Parris’ preaching had a major hand in creating the divisions within the village that contributed to the accusations of 1692. During the crisis, he declared the church under siege by the Devil, who was assisted by “wicked & reprobate men.” Parris began to draw “battle lines” between those who supported him and those who didn’t, who were, no doubt, the very ones he had called “wicked & reprobate.” The accusations against the opposing factions of Salem Village began in earnest and soon spread to other nearby towns including Andover, Beverly, Topsfield, Wenham, and others.

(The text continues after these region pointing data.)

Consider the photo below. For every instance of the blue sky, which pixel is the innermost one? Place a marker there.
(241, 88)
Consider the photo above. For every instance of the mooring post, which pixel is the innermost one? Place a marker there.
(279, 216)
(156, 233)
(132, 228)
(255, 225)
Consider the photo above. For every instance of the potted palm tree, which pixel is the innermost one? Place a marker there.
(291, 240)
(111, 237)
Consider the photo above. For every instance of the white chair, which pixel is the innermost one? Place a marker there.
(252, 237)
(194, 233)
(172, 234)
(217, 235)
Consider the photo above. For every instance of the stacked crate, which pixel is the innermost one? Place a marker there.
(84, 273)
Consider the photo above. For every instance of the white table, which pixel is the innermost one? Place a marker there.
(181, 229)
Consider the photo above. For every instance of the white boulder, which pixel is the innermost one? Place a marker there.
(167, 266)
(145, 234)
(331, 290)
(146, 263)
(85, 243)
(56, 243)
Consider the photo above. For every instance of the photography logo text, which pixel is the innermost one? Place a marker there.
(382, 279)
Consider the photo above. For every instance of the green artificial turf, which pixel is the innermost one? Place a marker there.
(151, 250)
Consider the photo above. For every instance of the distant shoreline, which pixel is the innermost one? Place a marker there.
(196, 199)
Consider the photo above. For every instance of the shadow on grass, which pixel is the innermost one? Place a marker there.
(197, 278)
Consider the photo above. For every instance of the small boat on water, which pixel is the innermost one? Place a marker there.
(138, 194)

When the trials began, the Reverend Samuel Parris would submit complaints, serve as a witness, testify against many of those who were accused, and sometimes, would serve as the record keeper of the events. By the end of May 1692, more than 150 “witches” had been jailed and by September, 19 people had refused to confess and were hanged, and another had been pressed to death for refusing to make a plea. By October, however, cooler heads began to prevail and the court disallowed “spectral evidence.” The affair wouldn’t end until May, 1693, when all of the accused were finally released from jail.

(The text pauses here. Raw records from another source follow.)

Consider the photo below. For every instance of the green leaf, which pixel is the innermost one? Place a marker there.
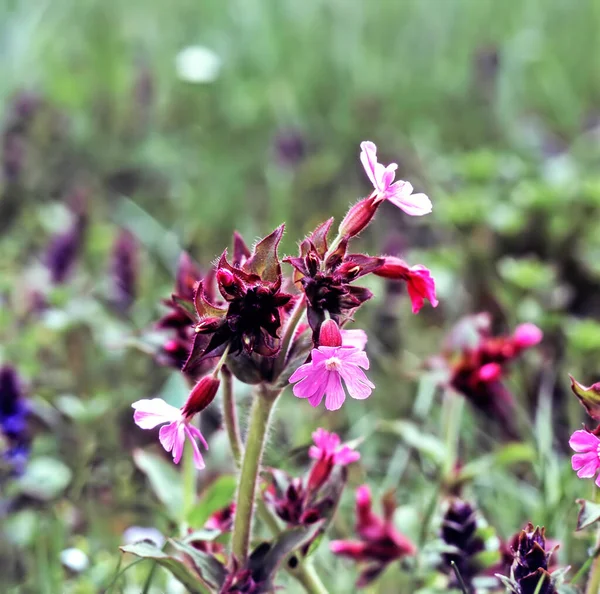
(589, 513)
(45, 478)
(177, 567)
(264, 261)
(264, 566)
(216, 496)
(425, 443)
(512, 453)
(164, 480)
(211, 570)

Though the hysteria had finally ended, Salem Village was still divided and many were even more dissatisfied with the Reverend Parris. However, in 1695, two years after the end of the trials, Parris still garnered a majority of town support. But, over time, the families of those who had been accused, and especially of those who had been executed, would push him out. Rebecca Nurse’s family and others directly accused Parris of providing names to the court, and many people had strong misgivings about his place in the trials. Some villagers brought charges against him for his part in the trials, leading him to apologize for his error. Samuel’s wife died in 1696 at the age of 48 and is buried in the Danvers Cemetery.
Despite the intense dislike of many Salem villagers, Parris stayed on until 1697, when he accepted another preaching position in Stow, Massachusetts. He would later live in Watertown and Concord, where he worked as a trader and a licensed retailer. Somewhere along the line, he would marry for a second time to Dorothy Noyes and the couple would have four children. He began preaching in Dunstable in 1708, which he continued until 1712. From there, he moved to Sudbury, where he worked as a farmer and at times, as a school teacher. He died in Sudbury on February 27, 1720.
Parris was replaced by the Reverend Joseph Green in 1697, a man who genuinely wanted to heal Salem and started the village on the long and uncertain road to recovery.